Eindvonnis na eerder tussenvonnis. Aansprakelijkheid organisator jiujitsu-wedstrijd voor knieletsel deelnemer die moest uitkomen tegen tegenstander uit zwaardere gewichtsklasse. De deelnemer stelt dat de organisator hem had moeten informeren over samenvoegen van gewichtsklassen. De rechtbank heeft eerder al beslist dat sprake is van een causaal verband tussen het nalaten van het geven van informatie over de samenvoeging van gewichtsklassen en de letselschade van de deelnemer. In deze zaak komt de rechtbank tot de conclusie dat de organisator niet is geslaagd in het ontzenuwen van het vermoeden dat de deelnemer hierover niet is geïnformeerd. Daarnaast ziet de rechtbank ook geen reden om te moeten terugkomen op de bindende eindbeslissing dat causaal verband bestaat tussen – kort gezegd – het niet informeren en de schade. Er is niet gebleken van nieuwe feiten of omstandigheden op grond waarvan de rechtbank terug zou moeten komen van de bij tussenvonnis gegeven beslissing over het causaal verband, zodat zij gebonden is aan die beslissingen. Tot slot gaat de rechtbank in op de vordering van de organisator tot inzage van een filmpje van de bewuste wedstrijd. De rechtbank vermoedt dat de achterliggende gedachte/het onderliggende idee van de organisator is dat hij, net als met de andere filmpjes die hij heeft overgelegd, duidelijk wil maken dat met het blote oog vrij nauwkeurig valt in te schatten, zeker voor een ervaren jiujitska als de deelnemer is, hoe zwaar een tegenstander is. De rechtbank oordeelt dat het in deze procedure hier niet om gaat, waar het wel om gaat is dat door mee te doen aan een wedstrijd, er een contractuele relatie ontstaat, die voor de organisator een (zorg)plicht met zich meebrengt om deelnemers te informeren. Het filmpje is hiervoor niet relevant. De organisator wordt aansprakelijk gesteld voor de schade.
Rechtbank Midden-Nederland (Locatie Utrecht), 13-11-2024

Rechtspraak

PS 2024-0575

Strafrecht. De verdachte heeft zijn echtgenote meermaals gestoken met een mes.

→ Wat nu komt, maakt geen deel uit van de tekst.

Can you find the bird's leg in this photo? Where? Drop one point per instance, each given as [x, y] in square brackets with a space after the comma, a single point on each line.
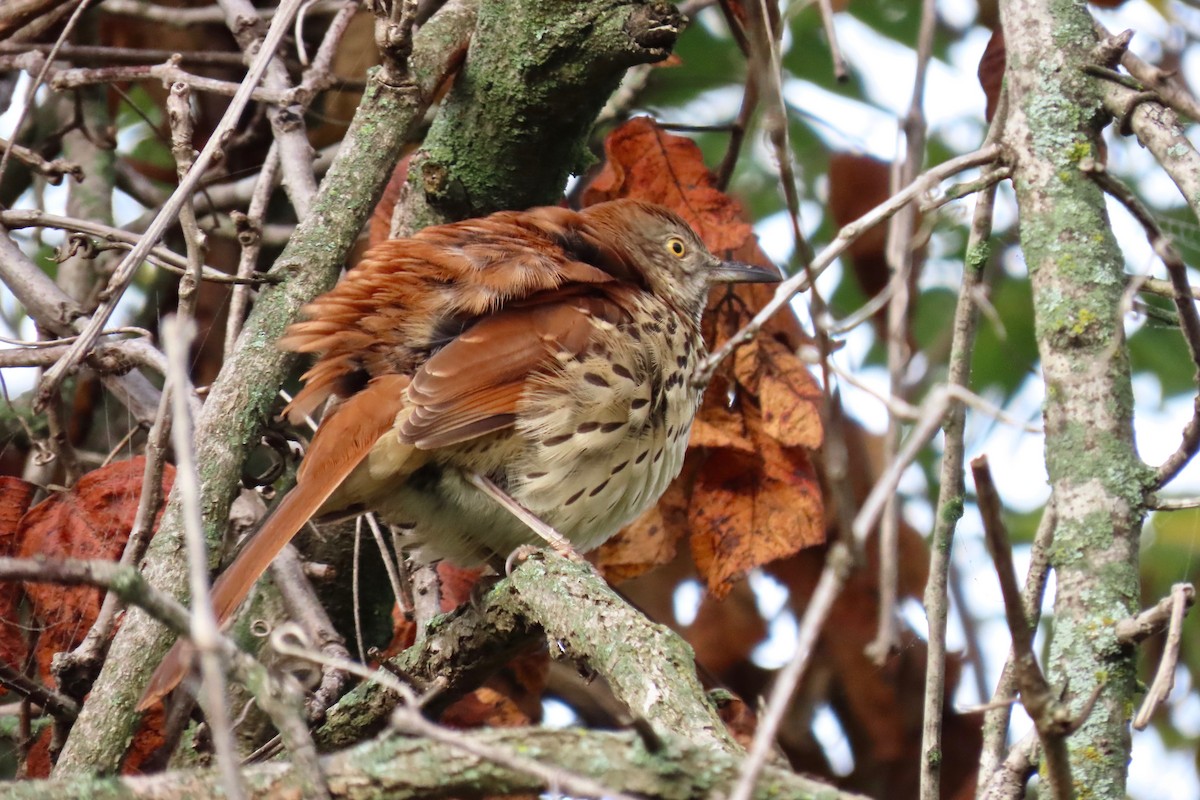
[556, 540]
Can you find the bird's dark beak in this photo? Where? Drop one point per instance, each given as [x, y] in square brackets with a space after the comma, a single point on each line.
[741, 272]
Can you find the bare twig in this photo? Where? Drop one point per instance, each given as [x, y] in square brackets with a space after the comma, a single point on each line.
[178, 335]
[407, 717]
[1050, 717]
[838, 564]
[1181, 599]
[900, 259]
[36, 83]
[951, 497]
[55, 703]
[126, 269]
[287, 124]
[201, 16]
[995, 728]
[53, 170]
[168, 72]
[1008, 780]
[839, 62]
[250, 227]
[845, 236]
[83, 53]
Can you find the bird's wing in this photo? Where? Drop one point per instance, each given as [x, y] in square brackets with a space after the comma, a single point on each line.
[473, 385]
[409, 296]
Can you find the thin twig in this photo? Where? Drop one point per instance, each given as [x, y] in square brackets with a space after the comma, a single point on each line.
[83, 53]
[839, 62]
[250, 228]
[995, 728]
[53, 170]
[1050, 717]
[951, 498]
[1189, 318]
[389, 563]
[1182, 596]
[287, 122]
[168, 72]
[178, 335]
[838, 564]
[55, 703]
[1008, 780]
[288, 641]
[40, 78]
[845, 236]
[900, 259]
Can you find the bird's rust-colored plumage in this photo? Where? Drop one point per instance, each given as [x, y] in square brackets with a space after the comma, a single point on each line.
[550, 352]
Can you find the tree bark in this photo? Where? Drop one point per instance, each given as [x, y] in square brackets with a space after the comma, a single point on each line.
[1078, 277]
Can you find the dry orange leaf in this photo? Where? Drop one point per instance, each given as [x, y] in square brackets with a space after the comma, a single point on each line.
[15, 498]
[91, 521]
[648, 163]
[748, 511]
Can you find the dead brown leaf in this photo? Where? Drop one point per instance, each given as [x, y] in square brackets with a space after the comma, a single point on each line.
[91, 521]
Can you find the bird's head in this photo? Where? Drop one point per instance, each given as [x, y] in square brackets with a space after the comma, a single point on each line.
[661, 251]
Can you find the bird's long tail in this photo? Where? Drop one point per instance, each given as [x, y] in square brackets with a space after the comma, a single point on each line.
[341, 444]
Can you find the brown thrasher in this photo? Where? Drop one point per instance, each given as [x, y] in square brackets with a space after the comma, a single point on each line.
[537, 361]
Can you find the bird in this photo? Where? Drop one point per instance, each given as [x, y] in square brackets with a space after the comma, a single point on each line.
[486, 377]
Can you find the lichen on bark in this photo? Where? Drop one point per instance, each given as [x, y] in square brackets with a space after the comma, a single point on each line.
[1077, 271]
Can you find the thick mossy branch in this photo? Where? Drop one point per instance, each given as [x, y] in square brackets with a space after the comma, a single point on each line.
[1077, 274]
[515, 125]
[648, 667]
[400, 768]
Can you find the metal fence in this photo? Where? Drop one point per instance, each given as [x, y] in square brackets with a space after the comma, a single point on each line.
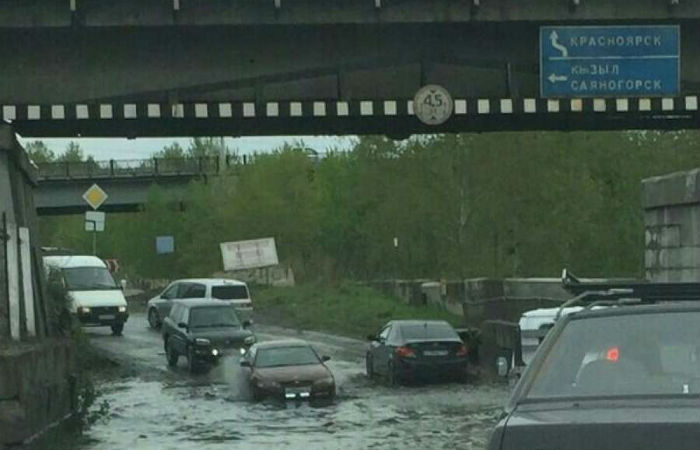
[129, 168]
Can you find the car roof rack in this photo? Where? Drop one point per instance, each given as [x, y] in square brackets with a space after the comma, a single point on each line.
[619, 293]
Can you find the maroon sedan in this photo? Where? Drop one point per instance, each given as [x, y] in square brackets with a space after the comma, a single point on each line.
[288, 369]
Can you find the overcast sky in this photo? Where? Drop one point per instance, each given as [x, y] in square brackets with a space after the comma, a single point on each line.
[103, 148]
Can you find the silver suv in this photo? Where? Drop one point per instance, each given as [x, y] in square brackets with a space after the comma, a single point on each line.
[200, 288]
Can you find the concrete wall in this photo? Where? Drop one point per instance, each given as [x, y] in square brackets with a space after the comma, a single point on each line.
[17, 180]
[479, 299]
[36, 367]
[672, 226]
[35, 390]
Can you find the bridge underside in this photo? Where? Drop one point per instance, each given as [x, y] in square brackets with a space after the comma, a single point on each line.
[134, 77]
[125, 195]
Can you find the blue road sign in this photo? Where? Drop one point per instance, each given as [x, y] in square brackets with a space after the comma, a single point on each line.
[605, 61]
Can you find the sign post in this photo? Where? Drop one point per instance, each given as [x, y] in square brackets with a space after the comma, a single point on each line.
[607, 61]
[94, 220]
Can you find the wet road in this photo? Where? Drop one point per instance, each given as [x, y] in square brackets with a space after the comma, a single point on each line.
[169, 409]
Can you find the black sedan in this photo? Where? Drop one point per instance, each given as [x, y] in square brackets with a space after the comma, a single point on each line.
[288, 369]
[416, 349]
[626, 377]
[203, 331]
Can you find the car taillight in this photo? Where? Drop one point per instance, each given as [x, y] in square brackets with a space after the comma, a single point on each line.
[406, 352]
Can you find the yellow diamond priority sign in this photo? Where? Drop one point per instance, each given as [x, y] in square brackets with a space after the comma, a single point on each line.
[95, 196]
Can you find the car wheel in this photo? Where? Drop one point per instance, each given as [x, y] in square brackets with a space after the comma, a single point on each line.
[153, 320]
[171, 354]
[256, 393]
[391, 375]
[192, 365]
[369, 366]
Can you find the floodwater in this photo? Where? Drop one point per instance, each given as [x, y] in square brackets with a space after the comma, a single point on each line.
[162, 408]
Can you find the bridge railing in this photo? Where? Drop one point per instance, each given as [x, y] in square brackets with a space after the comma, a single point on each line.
[129, 168]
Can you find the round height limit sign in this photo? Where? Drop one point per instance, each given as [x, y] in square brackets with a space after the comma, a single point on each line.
[433, 104]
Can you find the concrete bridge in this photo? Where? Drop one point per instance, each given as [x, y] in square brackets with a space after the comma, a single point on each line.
[217, 67]
[60, 185]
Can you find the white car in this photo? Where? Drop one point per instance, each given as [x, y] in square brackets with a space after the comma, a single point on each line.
[535, 324]
[95, 298]
[205, 288]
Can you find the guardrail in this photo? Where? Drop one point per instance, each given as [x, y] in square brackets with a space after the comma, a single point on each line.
[133, 168]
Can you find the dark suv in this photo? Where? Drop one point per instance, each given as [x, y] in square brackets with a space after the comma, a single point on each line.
[203, 331]
[622, 377]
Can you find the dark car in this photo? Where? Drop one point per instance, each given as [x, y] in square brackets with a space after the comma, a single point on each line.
[625, 377]
[203, 331]
[416, 349]
[288, 369]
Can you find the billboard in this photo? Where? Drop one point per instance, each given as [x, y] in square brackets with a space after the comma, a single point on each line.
[251, 254]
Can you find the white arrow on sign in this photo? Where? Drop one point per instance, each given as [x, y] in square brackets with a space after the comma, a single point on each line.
[554, 37]
[553, 78]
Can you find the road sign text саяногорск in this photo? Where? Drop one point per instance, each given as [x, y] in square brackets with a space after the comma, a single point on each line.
[603, 61]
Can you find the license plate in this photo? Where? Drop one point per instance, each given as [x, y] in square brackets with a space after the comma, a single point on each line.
[530, 342]
[302, 392]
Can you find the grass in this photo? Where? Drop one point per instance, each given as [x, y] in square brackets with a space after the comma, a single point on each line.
[348, 309]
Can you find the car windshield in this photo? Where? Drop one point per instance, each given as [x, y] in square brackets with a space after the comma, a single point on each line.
[286, 356]
[229, 292]
[644, 354]
[428, 331]
[213, 316]
[89, 278]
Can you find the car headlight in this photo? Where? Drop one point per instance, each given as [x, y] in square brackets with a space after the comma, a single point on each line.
[328, 381]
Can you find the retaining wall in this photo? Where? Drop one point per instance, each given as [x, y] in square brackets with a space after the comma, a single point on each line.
[672, 226]
[37, 385]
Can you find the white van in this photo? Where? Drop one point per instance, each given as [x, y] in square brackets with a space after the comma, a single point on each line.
[96, 299]
[233, 291]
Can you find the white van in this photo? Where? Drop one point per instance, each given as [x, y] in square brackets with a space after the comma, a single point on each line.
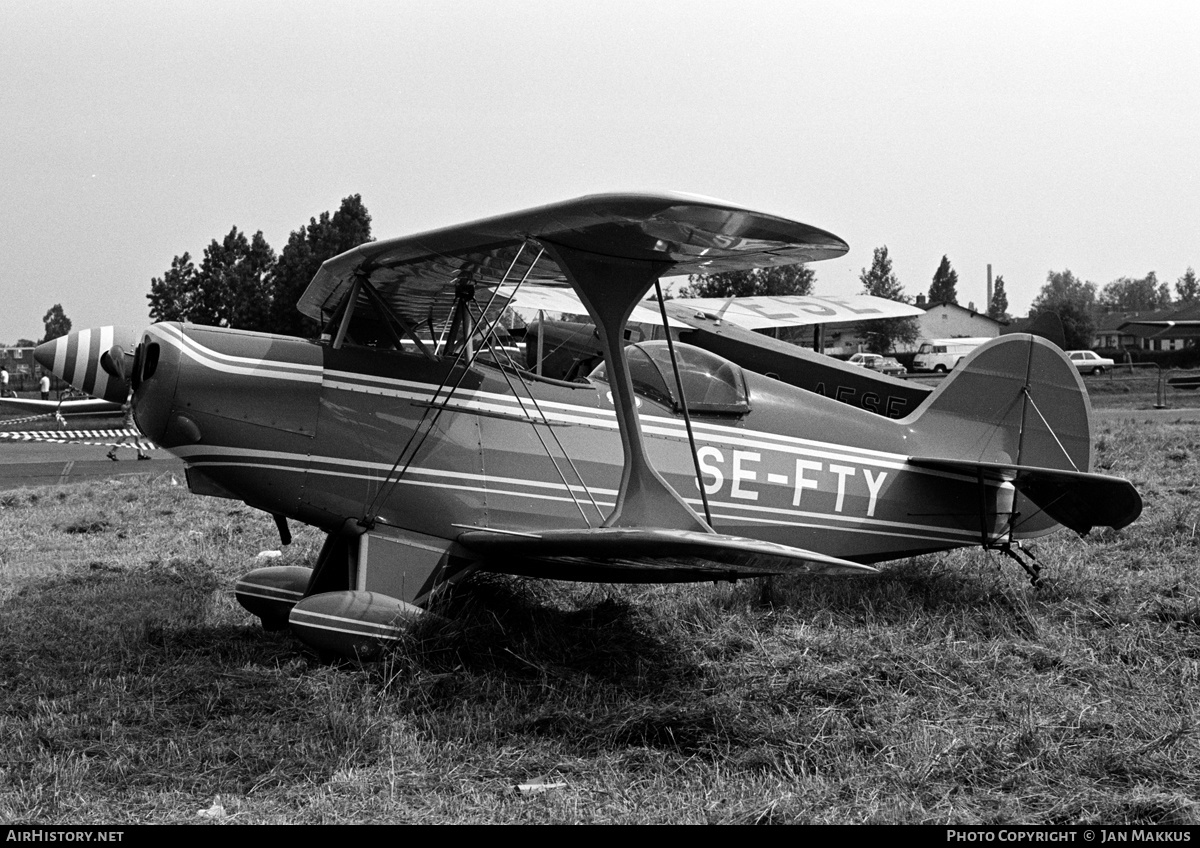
[942, 354]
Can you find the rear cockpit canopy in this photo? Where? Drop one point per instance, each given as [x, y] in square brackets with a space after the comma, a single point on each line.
[712, 385]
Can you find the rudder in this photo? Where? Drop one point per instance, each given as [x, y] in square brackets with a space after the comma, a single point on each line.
[1014, 401]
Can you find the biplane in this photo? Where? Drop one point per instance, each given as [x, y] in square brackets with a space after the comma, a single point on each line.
[425, 450]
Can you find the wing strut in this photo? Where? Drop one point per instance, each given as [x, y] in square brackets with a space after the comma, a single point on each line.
[610, 288]
[683, 403]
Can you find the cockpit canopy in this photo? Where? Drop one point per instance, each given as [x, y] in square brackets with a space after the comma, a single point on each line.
[712, 385]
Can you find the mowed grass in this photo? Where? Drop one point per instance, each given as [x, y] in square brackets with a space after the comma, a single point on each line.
[133, 689]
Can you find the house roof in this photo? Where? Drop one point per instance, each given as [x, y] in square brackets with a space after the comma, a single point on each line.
[947, 304]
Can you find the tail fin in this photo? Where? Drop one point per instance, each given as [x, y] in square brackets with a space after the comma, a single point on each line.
[1015, 409]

Aan deze verwondingen is zij overleden. De verdachte wordt veroordeeld voor doodslag en krijgt een gevangenisstraf van veertien jaar opgelegd. Meerdere partijen verzoeken schokschade (toegewezen) en affectieschade, waaronder de zoon van het slachtoffer die een ernstige verstandelijke beperking heeft. De verhouding tussen hem en zijn moeder was zodanig complex dat zij niet bij hem op bezoek kon. Volgens de advocaat van de benadeelde partij kan echter niet uitgesloten worden dat hij emotionele gevolgen ondervindt door het overlijden van zijn moeder. De rechtbank kent de zoon geen affectieschade toe. De rechtbank kan niet uitsluiten dat hij vanwege zijn beperkingen geen besef heeft van het overlijden van zijn moeder. De vraag of er sprake is van besef bij de zoon en ook de – principiële – vraag of er überhaupt sprake moet zijn van besef van de situatie en de daaruit voortvloeiende vraag of bij het ontbreken van enig besef dan niet toch het ondervinden van leed verondersteld moet worden, laten zich niet beantwoorden op basis van de beschikbare informatie. Dat vergt verder en zorgvuldig onderzoek waar deze strafprocedure zich niet voor leent en wat dus een onevenredige belasting daarvan oplevert. De vordering van de zoon wordt niet-ontvankelijk verklaard. De vordering kan desgewenst bij de burgerlijke rechter worden aangebracht.